## Thursday, February 09, 2017

### Simple Extra Inning Game Length Probabilities

With the recent news that MLB will be testing starting an extra inning with a runner on second in the low minors, it might be worthwhile to crunch some numbers and estimate the impact on the average length of extra innings game under various base/out situations to start innings. I used empirical data on the probability of scoring X runs in an inning given the base/out situation based on a nifty calculator created by Greg Stoll. Stoll’s description says it is based on MLB games from 1957-2015, including postseason.

Obviously using empirical data doesn’t allow you to vary the run environment…the expected runs for the rest of the inning with no outs, bases empty is .466 so the average R/G here is around 4.2. It also doesn’t account for any behavioral changes due to game situation, as strategy can obviously differ when it is an extra innings situation as opposed to a more mundane point in the game. Plus any quirks in the data are not smoothed over. Still, I think it is a fun exercise to quickly estimate the outcome of various extra inning setups.

These results will be presented in terms of average number of extra innings and probability of Y extra innings assuming that the rule takes effect in the tenth inning (i.e. each extra inning is played under the same rules).

If you know the probability of scoring X runs, assume the two teams are of equal quality, and assume independence between their runs scored (all significant assumptions), then it is very simple to calculate the probabilities of various outcomes in extra innings. If Pa(x) is the probability that team A scores x runs in an inning, and Pb(x) is the probability that team B scores x runs in an inning, then the probability that team A outscores team B in the inning (i.e. wins the game this inning) is:

P(A > B) = Pa(1)*Pb(0) + Pa(2)*[Pb(0) + Pb(1)] + Pa(3)*[Pb(0) + Pb(1) + Pb(2)] + ….

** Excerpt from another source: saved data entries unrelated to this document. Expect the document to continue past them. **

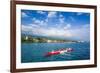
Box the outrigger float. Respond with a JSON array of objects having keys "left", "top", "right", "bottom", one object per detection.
[{"left": 45, "top": 48, "right": 73, "bottom": 57}]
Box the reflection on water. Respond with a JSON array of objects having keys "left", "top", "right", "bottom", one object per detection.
[{"left": 21, "top": 42, "right": 90, "bottom": 63}]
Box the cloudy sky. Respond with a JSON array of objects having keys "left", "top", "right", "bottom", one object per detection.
[{"left": 21, "top": 10, "right": 90, "bottom": 41}]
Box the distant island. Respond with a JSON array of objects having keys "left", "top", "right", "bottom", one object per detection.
[{"left": 21, "top": 35, "right": 85, "bottom": 43}]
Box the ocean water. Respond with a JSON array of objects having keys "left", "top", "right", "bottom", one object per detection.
[{"left": 21, "top": 42, "right": 90, "bottom": 63}]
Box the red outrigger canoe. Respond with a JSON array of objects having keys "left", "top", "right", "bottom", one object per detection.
[{"left": 45, "top": 48, "right": 73, "bottom": 57}]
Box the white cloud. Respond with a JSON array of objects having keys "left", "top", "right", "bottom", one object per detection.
[
  {"left": 37, "top": 11, "right": 46, "bottom": 14},
  {"left": 83, "top": 24, "right": 90, "bottom": 28},
  {"left": 34, "top": 19, "right": 41, "bottom": 24},
  {"left": 63, "top": 24, "right": 71, "bottom": 30},
  {"left": 59, "top": 17, "right": 64, "bottom": 23},
  {"left": 45, "top": 18, "right": 49, "bottom": 23},
  {"left": 22, "top": 25, "right": 32, "bottom": 31},
  {"left": 47, "top": 11, "right": 57, "bottom": 18},
  {"left": 59, "top": 14, "right": 64, "bottom": 18},
  {"left": 32, "top": 18, "right": 47, "bottom": 26},
  {"left": 21, "top": 12, "right": 29, "bottom": 17},
  {"left": 29, "top": 24, "right": 40, "bottom": 28},
  {"left": 69, "top": 16, "right": 75, "bottom": 22},
  {"left": 44, "top": 28, "right": 72, "bottom": 37},
  {"left": 21, "top": 24, "right": 33, "bottom": 35},
  {"left": 77, "top": 12, "right": 84, "bottom": 16},
  {"left": 22, "top": 23, "right": 73, "bottom": 38},
  {"left": 22, "top": 23, "right": 90, "bottom": 41},
  {"left": 66, "top": 24, "right": 71, "bottom": 28}
]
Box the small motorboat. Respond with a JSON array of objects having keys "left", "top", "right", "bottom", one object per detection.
[{"left": 45, "top": 48, "right": 73, "bottom": 57}]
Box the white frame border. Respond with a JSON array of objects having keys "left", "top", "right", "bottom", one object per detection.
[{"left": 16, "top": 4, "right": 95, "bottom": 69}]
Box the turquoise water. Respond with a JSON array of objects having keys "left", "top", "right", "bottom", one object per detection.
[{"left": 21, "top": 42, "right": 90, "bottom": 63}]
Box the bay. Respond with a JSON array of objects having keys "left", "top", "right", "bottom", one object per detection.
[{"left": 21, "top": 42, "right": 90, "bottom": 63}]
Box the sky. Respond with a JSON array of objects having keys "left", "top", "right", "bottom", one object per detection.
[{"left": 21, "top": 9, "right": 90, "bottom": 41}]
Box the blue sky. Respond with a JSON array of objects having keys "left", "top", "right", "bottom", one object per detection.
[{"left": 21, "top": 10, "right": 90, "bottom": 41}]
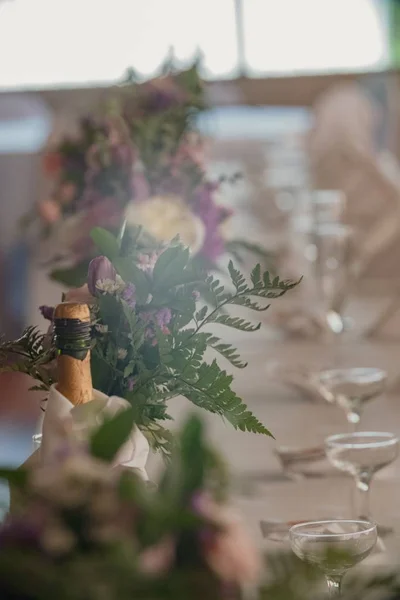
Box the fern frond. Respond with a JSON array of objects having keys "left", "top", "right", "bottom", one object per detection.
[
  {"left": 210, "top": 315, "right": 261, "bottom": 333},
  {"left": 168, "top": 360, "right": 272, "bottom": 436},
  {"left": 201, "top": 333, "right": 247, "bottom": 369}
]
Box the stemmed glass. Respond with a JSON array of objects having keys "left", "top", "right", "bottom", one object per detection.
[
  {"left": 314, "top": 368, "right": 387, "bottom": 429},
  {"left": 311, "top": 190, "right": 345, "bottom": 224},
  {"left": 311, "top": 222, "right": 353, "bottom": 335},
  {"left": 289, "top": 520, "right": 377, "bottom": 597},
  {"left": 325, "top": 432, "right": 399, "bottom": 521}
]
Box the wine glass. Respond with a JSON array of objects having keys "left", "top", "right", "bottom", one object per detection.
[
  {"left": 314, "top": 368, "right": 387, "bottom": 429},
  {"left": 289, "top": 520, "right": 377, "bottom": 597},
  {"left": 325, "top": 432, "right": 399, "bottom": 521},
  {"left": 311, "top": 223, "right": 353, "bottom": 335},
  {"left": 311, "top": 190, "right": 346, "bottom": 224}
]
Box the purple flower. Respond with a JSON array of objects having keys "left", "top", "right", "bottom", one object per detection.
[
  {"left": 0, "top": 518, "right": 41, "bottom": 549},
  {"left": 121, "top": 283, "right": 136, "bottom": 309},
  {"left": 39, "top": 305, "right": 55, "bottom": 321},
  {"left": 87, "top": 256, "right": 117, "bottom": 296},
  {"left": 154, "top": 308, "right": 172, "bottom": 333},
  {"left": 127, "top": 377, "right": 137, "bottom": 392}
]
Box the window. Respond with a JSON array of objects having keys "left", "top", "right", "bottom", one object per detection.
[
  {"left": 0, "top": 0, "right": 390, "bottom": 89},
  {"left": 242, "top": 0, "right": 389, "bottom": 76}
]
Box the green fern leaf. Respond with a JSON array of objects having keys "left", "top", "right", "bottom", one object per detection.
[
  {"left": 211, "top": 314, "right": 261, "bottom": 332},
  {"left": 201, "top": 333, "right": 247, "bottom": 368}
]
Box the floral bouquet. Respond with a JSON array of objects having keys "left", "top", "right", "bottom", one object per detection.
[
  {"left": 21, "top": 62, "right": 271, "bottom": 288},
  {"left": 0, "top": 226, "right": 297, "bottom": 453},
  {"left": 0, "top": 412, "right": 388, "bottom": 600}
]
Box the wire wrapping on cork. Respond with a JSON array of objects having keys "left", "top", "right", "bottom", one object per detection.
[{"left": 54, "top": 318, "right": 92, "bottom": 360}]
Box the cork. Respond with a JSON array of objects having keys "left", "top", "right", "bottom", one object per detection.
[{"left": 54, "top": 302, "right": 93, "bottom": 406}]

Since we’ve assumed the teams are of equal quality, the probability for team B is the same, just switching the Pas and Pbs. We can calculate the probability of them scoring the same number of runs (i.e. the probability the game extends an additional inning) by taking 1 – P(A > B) – P(B > A) = 1 – 2*P(A >B) since the teams are even, or directly as:

P(A = B) = Pa(0)*Pb(0) + Pa(1)*Pb(1) + Pa(2)*Pb(2) + … = Pa(0)^2 + Pa(1)^2 + Pa(2)^2 + … since the teams are even

I called this P. The probability that game continues past the tenth is equal to P. The probability that the game terminates after the tenth is 1-P. The probability that the game continues past the eleventh is P^2; the probability that the game terminates after the eleventh is P*(1 – P). Continue recursively from here. The average length of the game is 10*P(terminates after 10) + 11*P(terminates after 11) + …

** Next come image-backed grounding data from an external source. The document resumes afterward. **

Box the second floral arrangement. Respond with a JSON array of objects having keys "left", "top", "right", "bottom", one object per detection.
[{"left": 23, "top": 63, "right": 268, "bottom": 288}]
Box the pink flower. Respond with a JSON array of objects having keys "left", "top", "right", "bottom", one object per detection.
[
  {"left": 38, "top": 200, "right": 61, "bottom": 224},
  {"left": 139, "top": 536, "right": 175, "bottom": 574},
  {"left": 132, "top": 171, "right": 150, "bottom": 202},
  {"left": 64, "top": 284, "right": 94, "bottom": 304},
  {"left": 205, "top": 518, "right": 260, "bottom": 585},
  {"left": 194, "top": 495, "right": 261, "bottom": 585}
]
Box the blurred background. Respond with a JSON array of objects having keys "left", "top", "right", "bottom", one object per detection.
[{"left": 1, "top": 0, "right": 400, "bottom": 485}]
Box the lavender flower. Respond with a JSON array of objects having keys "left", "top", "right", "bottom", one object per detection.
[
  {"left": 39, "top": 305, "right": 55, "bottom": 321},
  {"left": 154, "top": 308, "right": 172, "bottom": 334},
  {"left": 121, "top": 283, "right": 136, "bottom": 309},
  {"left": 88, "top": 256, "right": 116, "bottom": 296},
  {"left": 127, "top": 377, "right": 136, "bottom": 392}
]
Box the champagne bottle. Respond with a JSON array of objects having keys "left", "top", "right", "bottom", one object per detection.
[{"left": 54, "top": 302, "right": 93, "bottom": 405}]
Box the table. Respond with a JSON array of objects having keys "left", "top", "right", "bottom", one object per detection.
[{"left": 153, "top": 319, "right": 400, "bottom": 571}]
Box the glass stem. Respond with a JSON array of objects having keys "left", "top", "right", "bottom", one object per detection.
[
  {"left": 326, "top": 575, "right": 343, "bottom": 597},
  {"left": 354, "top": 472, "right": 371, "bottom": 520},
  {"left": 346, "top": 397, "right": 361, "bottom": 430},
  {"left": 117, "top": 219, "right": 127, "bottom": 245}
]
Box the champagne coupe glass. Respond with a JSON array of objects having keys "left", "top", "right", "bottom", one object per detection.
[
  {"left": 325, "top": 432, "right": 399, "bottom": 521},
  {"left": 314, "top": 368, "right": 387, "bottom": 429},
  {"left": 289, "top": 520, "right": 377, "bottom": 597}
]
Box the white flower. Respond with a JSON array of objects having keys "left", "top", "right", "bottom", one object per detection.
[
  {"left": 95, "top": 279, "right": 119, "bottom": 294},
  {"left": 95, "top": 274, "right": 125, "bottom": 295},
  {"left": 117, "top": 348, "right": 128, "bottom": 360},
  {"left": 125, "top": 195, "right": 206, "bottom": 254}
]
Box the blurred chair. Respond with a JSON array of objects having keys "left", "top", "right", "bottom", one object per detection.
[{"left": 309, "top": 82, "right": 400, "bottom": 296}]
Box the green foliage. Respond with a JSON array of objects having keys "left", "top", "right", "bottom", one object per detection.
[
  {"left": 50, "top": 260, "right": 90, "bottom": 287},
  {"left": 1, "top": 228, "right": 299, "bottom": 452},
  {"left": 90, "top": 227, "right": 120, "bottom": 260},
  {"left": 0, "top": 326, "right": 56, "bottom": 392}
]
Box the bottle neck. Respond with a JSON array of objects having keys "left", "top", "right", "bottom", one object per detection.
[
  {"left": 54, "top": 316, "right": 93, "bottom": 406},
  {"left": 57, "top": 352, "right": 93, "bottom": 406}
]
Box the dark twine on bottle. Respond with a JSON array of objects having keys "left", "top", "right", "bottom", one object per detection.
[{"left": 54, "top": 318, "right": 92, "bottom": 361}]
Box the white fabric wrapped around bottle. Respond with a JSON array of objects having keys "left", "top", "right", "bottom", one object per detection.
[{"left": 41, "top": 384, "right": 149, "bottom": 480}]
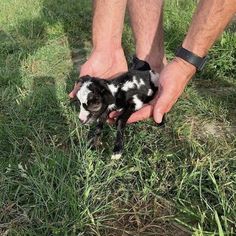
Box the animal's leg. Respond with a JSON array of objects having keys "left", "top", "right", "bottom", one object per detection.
[
  {"left": 88, "top": 122, "right": 104, "bottom": 149},
  {"left": 111, "top": 104, "right": 135, "bottom": 160},
  {"left": 88, "top": 111, "right": 109, "bottom": 149}
]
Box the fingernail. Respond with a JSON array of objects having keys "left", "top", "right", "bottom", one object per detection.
[{"left": 154, "top": 112, "right": 163, "bottom": 124}]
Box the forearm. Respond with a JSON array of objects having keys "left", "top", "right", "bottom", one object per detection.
[
  {"left": 92, "top": 0, "right": 127, "bottom": 51},
  {"left": 182, "top": 0, "right": 236, "bottom": 57},
  {"left": 148, "top": 0, "right": 235, "bottom": 123},
  {"left": 128, "top": 0, "right": 164, "bottom": 59}
]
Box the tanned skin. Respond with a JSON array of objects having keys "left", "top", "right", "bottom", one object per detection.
[
  {"left": 126, "top": 0, "right": 236, "bottom": 123},
  {"left": 79, "top": 0, "right": 128, "bottom": 79},
  {"left": 70, "top": 0, "right": 236, "bottom": 124},
  {"left": 69, "top": 0, "right": 166, "bottom": 96},
  {"left": 128, "top": 0, "right": 166, "bottom": 72}
]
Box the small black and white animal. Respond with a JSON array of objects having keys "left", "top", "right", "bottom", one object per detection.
[{"left": 73, "top": 69, "right": 159, "bottom": 159}]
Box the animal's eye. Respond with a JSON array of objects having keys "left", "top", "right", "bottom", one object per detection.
[
  {"left": 82, "top": 103, "right": 87, "bottom": 109},
  {"left": 88, "top": 92, "right": 94, "bottom": 101}
]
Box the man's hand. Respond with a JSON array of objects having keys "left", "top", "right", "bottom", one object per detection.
[
  {"left": 69, "top": 48, "right": 128, "bottom": 99},
  {"left": 109, "top": 57, "right": 196, "bottom": 124}
]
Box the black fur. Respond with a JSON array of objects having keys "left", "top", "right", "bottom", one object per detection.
[{"left": 74, "top": 70, "right": 159, "bottom": 158}]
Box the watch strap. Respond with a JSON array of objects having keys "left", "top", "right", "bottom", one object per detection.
[{"left": 176, "top": 46, "right": 207, "bottom": 71}]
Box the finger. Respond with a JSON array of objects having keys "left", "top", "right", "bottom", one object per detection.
[
  {"left": 68, "top": 82, "right": 81, "bottom": 98},
  {"left": 153, "top": 92, "right": 174, "bottom": 123},
  {"left": 69, "top": 90, "right": 76, "bottom": 98},
  {"left": 109, "top": 111, "right": 122, "bottom": 119},
  {"left": 107, "top": 112, "right": 118, "bottom": 124},
  {"left": 153, "top": 90, "right": 182, "bottom": 124},
  {"left": 107, "top": 117, "right": 116, "bottom": 124},
  {"left": 109, "top": 104, "right": 153, "bottom": 123},
  {"left": 127, "top": 105, "right": 153, "bottom": 123}
]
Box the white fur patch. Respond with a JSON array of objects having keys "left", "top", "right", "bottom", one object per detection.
[
  {"left": 122, "top": 81, "right": 135, "bottom": 91},
  {"left": 79, "top": 106, "right": 90, "bottom": 122},
  {"left": 111, "top": 153, "right": 122, "bottom": 160},
  {"left": 149, "top": 71, "right": 159, "bottom": 87},
  {"left": 133, "top": 95, "right": 143, "bottom": 110},
  {"left": 137, "top": 78, "right": 145, "bottom": 87},
  {"left": 76, "top": 81, "right": 92, "bottom": 105},
  {"left": 108, "top": 104, "right": 116, "bottom": 110},
  {"left": 108, "top": 84, "right": 118, "bottom": 96},
  {"left": 148, "top": 89, "right": 153, "bottom": 96},
  {"left": 122, "top": 76, "right": 145, "bottom": 91}
]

I used Stoll’s data to estimate a few probabilities of game length for a rule that would start each extra innings with the teams in each of the 24 base/out situations. For a given inning-initial base/out situation, P(10) is the probability that the game is over after 10 innings, P(11) the probability it is over after 11 or fewer extra innings, etc. “average” is the average number of innings in an extra inning game played under that rule, and R/I is the average scored in the remainder of the inning from Stoll’s data for teams in that base/out situation.

It will come as no surprise that generally the higher the R/I, the lower the probability of the game continuing is. In a low scoring environment, the teams are more likely to each score zero or one run; as the scoring environment increases, so does the variance (I should have calculated the variance of runs per inning from Stoll’s data to really drive this point home, but I didn’t think of it until after I’d made the tables), and differences in inning run totals between the two teams are what ends extra inning games.

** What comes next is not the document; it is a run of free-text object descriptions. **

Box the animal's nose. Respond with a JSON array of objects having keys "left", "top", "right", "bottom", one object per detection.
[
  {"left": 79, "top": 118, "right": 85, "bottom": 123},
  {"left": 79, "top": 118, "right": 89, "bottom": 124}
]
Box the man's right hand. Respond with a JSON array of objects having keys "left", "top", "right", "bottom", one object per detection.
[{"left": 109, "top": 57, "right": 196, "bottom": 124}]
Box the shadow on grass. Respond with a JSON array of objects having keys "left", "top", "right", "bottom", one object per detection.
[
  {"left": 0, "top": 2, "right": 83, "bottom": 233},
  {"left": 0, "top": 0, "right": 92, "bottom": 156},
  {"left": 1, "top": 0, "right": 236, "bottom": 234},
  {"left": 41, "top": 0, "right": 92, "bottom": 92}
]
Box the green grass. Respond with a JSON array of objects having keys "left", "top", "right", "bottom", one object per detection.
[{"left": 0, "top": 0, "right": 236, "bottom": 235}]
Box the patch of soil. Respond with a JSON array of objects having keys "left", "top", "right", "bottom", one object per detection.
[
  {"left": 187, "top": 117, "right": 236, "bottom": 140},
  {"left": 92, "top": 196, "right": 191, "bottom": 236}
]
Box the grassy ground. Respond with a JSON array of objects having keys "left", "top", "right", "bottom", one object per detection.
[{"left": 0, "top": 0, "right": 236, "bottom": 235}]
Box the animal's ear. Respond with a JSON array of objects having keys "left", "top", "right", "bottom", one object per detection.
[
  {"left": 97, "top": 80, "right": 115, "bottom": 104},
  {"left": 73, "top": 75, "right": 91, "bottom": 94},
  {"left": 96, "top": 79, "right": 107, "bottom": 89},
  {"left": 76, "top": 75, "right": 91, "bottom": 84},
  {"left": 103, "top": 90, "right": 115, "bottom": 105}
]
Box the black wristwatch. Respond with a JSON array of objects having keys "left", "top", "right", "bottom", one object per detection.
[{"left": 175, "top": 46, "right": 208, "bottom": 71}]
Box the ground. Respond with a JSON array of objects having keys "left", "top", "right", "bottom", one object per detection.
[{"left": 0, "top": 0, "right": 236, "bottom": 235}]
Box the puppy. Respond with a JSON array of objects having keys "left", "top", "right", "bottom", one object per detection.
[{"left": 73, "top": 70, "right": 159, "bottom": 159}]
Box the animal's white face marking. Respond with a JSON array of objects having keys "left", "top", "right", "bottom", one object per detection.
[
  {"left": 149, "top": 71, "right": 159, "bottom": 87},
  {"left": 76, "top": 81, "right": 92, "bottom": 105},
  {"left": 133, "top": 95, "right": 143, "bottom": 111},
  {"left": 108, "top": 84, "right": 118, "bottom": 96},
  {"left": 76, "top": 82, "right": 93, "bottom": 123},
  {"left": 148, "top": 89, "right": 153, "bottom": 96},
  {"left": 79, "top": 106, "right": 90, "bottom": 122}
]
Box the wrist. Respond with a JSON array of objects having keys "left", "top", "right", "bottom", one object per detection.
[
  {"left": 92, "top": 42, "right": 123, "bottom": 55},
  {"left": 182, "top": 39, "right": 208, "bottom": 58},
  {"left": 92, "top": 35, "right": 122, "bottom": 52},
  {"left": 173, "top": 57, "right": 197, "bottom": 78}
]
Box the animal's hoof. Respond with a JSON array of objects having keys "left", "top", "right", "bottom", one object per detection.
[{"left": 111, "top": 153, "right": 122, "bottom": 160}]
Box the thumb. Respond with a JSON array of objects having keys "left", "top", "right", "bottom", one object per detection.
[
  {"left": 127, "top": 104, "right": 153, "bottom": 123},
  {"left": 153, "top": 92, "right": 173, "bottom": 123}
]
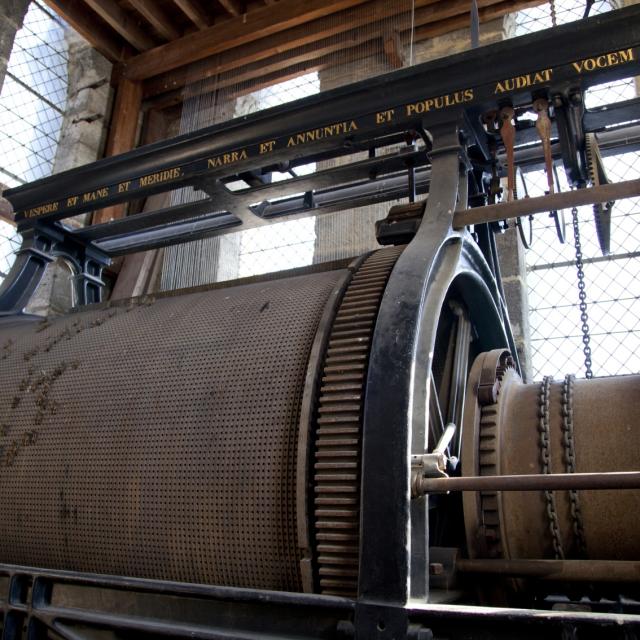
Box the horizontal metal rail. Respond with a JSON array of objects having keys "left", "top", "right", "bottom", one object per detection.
[
  {"left": 456, "top": 558, "right": 640, "bottom": 582},
  {"left": 417, "top": 471, "right": 640, "bottom": 494},
  {"left": 5, "top": 5, "right": 640, "bottom": 224}
]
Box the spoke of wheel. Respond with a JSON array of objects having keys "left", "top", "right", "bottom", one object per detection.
[
  {"left": 429, "top": 372, "right": 445, "bottom": 450},
  {"left": 447, "top": 302, "right": 472, "bottom": 460}
]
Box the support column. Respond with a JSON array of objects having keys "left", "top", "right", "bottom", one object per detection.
[
  {"left": 0, "top": 0, "right": 31, "bottom": 94},
  {"left": 26, "top": 28, "right": 112, "bottom": 316}
]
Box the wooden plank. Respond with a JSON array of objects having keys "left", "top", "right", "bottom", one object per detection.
[
  {"left": 128, "top": 0, "right": 182, "bottom": 41},
  {"left": 43, "top": 0, "right": 128, "bottom": 61},
  {"left": 218, "top": 0, "right": 243, "bottom": 17},
  {"left": 145, "top": 0, "right": 542, "bottom": 101},
  {"left": 146, "top": 0, "right": 546, "bottom": 110},
  {"left": 383, "top": 30, "right": 405, "bottom": 69},
  {"left": 122, "top": 0, "right": 371, "bottom": 80},
  {"left": 172, "top": 0, "right": 211, "bottom": 29},
  {"left": 93, "top": 78, "right": 143, "bottom": 224},
  {"left": 415, "top": 0, "right": 546, "bottom": 38},
  {"left": 143, "top": 0, "right": 439, "bottom": 97},
  {"left": 83, "top": 0, "right": 158, "bottom": 52}
]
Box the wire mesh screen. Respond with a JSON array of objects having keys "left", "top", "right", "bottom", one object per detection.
[
  {"left": 513, "top": 0, "right": 640, "bottom": 380},
  {"left": 0, "top": 1, "right": 69, "bottom": 285},
  {"left": 160, "top": 0, "right": 419, "bottom": 291},
  {"left": 523, "top": 153, "right": 640, "bottom": 380},
  {"left": 0, "top": 1, "right": 68, "bottom": 188}
]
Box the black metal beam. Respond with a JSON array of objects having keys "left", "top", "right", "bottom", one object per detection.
[{"left": 5, "top": 4, "right": 640, "bottom": 226}]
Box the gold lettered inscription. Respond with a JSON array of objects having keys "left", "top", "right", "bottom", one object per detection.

The highlighted roles are bases empty, nobody out (i.e. the status quo); runner at second, nobody out (the proposed MLB rule); runners at first and second, nobody out (the international rule, starting from the eleventh inning; this chart assumes all innings starting with the tenth are played under the same rules, so it doesn’t let you compare these two rules directly); and bases loaded, nobody out, which maximizes the run environment and minimizes the duration of extra innings (making games beyond 12 innings as theoretically rare as games beyond 15 innings are under traditional rules). Of course, these higher scoring innings would take longer to play, so simply looking at the duration of game doesn’t fully address the alleged problems that tinkering with the rules would be intended to solve.

I did separately calculate these probabilities for the international rule--play the tenth inning under standard rules, then start subsequent innings with runners on first and second. It produces longer games than starting with a runner at second in the tenth, which is not surprising.